Bacteria in the gut can have a powerful effect on the physiology of the host, including aspects of immunity and neurobiology; the gut-brain axis, for example, refers to the connection between intestinal microbes and the brain. Researchers have been exploring the links between compounds that are associated with gut microbes, such as the proteins they produce and the metabolites they generate, and various aspects of health. New research reported in Science has used an animal model to show that there are neurons in the brain that can detect structural components of microbes. Previous work has shown that those bacterial molecules can alter brain activity, and they've been linked to brain diseases.
This study indicated that neurons in the mouse hypothalamus can sense compounds that are integral to gut bacteria. When hypothalamic neurons detect bacterial molecules, body temperature, as well as feeding and nesting behaviors are altered in mice.
The NOD2 (nucleotide oligomerization domain) receptor is typically found on immune cells, and it can detect muropeptides, molecules that are part of the bacterial membrane or cell wall. Muropeptides can be used as a measure of bacterial growth, noted the researchers. The NOD2 receptor is also found on hypothalamic neurons in mice. When those neurons are exposed to gut muropeptides, their activity is reduced.

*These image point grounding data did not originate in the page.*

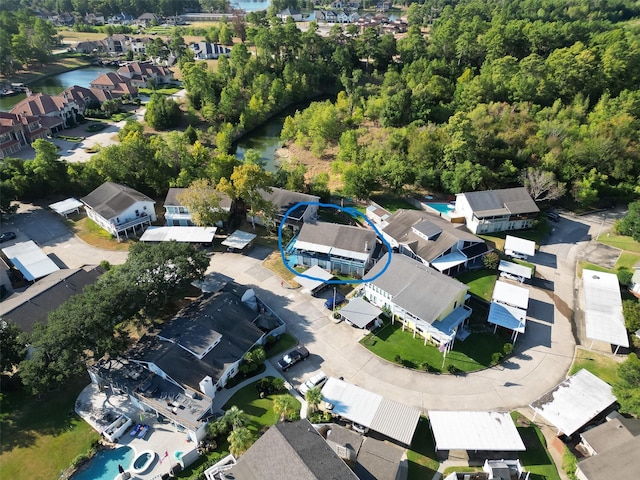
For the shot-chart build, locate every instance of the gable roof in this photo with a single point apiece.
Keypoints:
(291, 451)
(501, 202)
(338, 239)
(111, 199)
(415, 287)
(401, 227)
(36, 302)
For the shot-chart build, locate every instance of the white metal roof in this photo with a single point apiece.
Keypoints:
(179, 234)
(514, 269)
(489, 431)
(508, 317)
(358, 405)
(509, 294)
(238, 239)
(520, 245)
(360, 312)
(603, 315)
(31, 260)
(312, 285)
(575, 401)
(67, 206)
(448, 261)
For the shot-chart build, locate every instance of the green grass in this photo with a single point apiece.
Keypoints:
(600, 365)
(536, 459)
(471, 355)
(423, 463)
(620, 241)
(480, 282)
(392, 203)
(259, 410)
(40, 438)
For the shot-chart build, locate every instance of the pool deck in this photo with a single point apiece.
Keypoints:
(162, 437)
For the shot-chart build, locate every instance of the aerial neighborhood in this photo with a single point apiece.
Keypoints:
(319, 240)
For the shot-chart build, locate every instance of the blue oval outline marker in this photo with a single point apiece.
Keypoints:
(354, 213)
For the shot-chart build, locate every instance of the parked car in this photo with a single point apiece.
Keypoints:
(6, 236)
(334, 300)
(318, 380)
(553, 216)
(293, 357)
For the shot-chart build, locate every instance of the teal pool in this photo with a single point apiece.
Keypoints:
(445, 208)
(104, 465)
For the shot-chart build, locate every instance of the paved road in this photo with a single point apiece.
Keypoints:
(543, 355)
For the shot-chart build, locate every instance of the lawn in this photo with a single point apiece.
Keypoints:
(40, 438)
(390, 342)
(600, 365)
(536, 459)
(480, 282)
(94, 235)
(423, 463)
(259, 410)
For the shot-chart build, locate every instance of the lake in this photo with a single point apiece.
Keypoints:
(57, 83)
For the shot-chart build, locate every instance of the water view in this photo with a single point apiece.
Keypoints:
(57, 83)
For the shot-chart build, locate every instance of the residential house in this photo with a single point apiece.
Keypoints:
(116, 84)
(613, 447)
(206, 50)
(282, 200)
(423, 299)
(177, 373)
(287, 450)
(430, 239)
(496, 210)
(119, 209)
(141, 74)
(346, 249)
(290, 13)
(178, 215)
(45, 295)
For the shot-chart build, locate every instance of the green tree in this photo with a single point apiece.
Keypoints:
(627, 388)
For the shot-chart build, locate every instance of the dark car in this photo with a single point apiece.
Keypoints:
(6, 236)
(334, 300)
(293, 357)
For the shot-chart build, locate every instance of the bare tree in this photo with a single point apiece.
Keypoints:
(542, 185)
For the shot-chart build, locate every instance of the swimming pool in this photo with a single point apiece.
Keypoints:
(445, 208)
(104, 465)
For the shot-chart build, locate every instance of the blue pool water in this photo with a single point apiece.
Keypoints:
(442, 207)
(104, 465)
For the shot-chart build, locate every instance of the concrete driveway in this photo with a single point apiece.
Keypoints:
(543, 354)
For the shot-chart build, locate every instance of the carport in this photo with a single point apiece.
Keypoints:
(388, 417)
(313, 285)
(31, 260)
(361, 313)
(574, 402)
(179, 234)
(238, 240)
(475, 431)
(66, 207)
(603, 315)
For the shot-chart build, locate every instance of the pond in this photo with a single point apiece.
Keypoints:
(57, 83)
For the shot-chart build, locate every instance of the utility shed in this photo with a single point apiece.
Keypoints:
(31, 260)
(519, 245)
(388, 417)
(179, 234)
(603, 315)
(574, 402)
(475, 431)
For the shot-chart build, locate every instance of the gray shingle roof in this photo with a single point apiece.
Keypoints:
(291, 451)
(111, 199)
(416, 287)
(400, 229)
(501, 202)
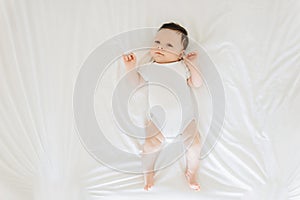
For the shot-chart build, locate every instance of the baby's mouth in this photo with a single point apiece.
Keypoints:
(159, 53)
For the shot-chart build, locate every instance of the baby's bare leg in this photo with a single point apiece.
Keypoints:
(193, 145)
(150, 152)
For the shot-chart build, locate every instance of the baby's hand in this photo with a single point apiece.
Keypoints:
(129, 60)
(191, 57)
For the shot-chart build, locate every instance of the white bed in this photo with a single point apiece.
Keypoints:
(254, 45)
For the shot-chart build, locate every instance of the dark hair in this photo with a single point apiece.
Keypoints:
(177, 27)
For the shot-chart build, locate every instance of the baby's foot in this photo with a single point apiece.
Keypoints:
(149, 180)
(192, 180)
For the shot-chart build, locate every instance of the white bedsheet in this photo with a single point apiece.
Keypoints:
(255, 46)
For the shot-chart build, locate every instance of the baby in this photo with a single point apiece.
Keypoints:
(168, 50)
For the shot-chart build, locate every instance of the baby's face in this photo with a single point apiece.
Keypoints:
(167, 46)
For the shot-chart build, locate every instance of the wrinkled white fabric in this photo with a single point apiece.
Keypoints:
(254, 45)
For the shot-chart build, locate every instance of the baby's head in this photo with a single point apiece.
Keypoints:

However, in a mouse model that lacked NOD2, the neurons were unaffected by muropeptides. The mice also gained weight and became susceptible to type 2 diabetes as the hypothalamic neurons lost control of food intake and body temperature.
"It is extraordinary to discover that bacterial fragments act directly on a brain center as strategic as the hypothalamus, which is known to manage vital functions such as body temperature, reproduction, hunger and thirst," noted senior study author Pierre-Marie Lledo, Head of the Institut Pasteur's Perception and Memory Unit.
The researchers suggested that the hypothalamic neurons may use these signals from gut bacteria to indirectly measure food intake or imbalances in the gut microbiome.
When certain foods are consumed in excess, they could trigger disproportionate growth of various kinds of gut bacteria, some of which may be pathogenic. This jeopardizes the balance in the intestinal microbiome, added Gérard Eberl, Head of the Microenvironment and Immunity Unit at the Institut Pasteur. Imabalances in the gut microbiome have been associated with a variety of human diseases.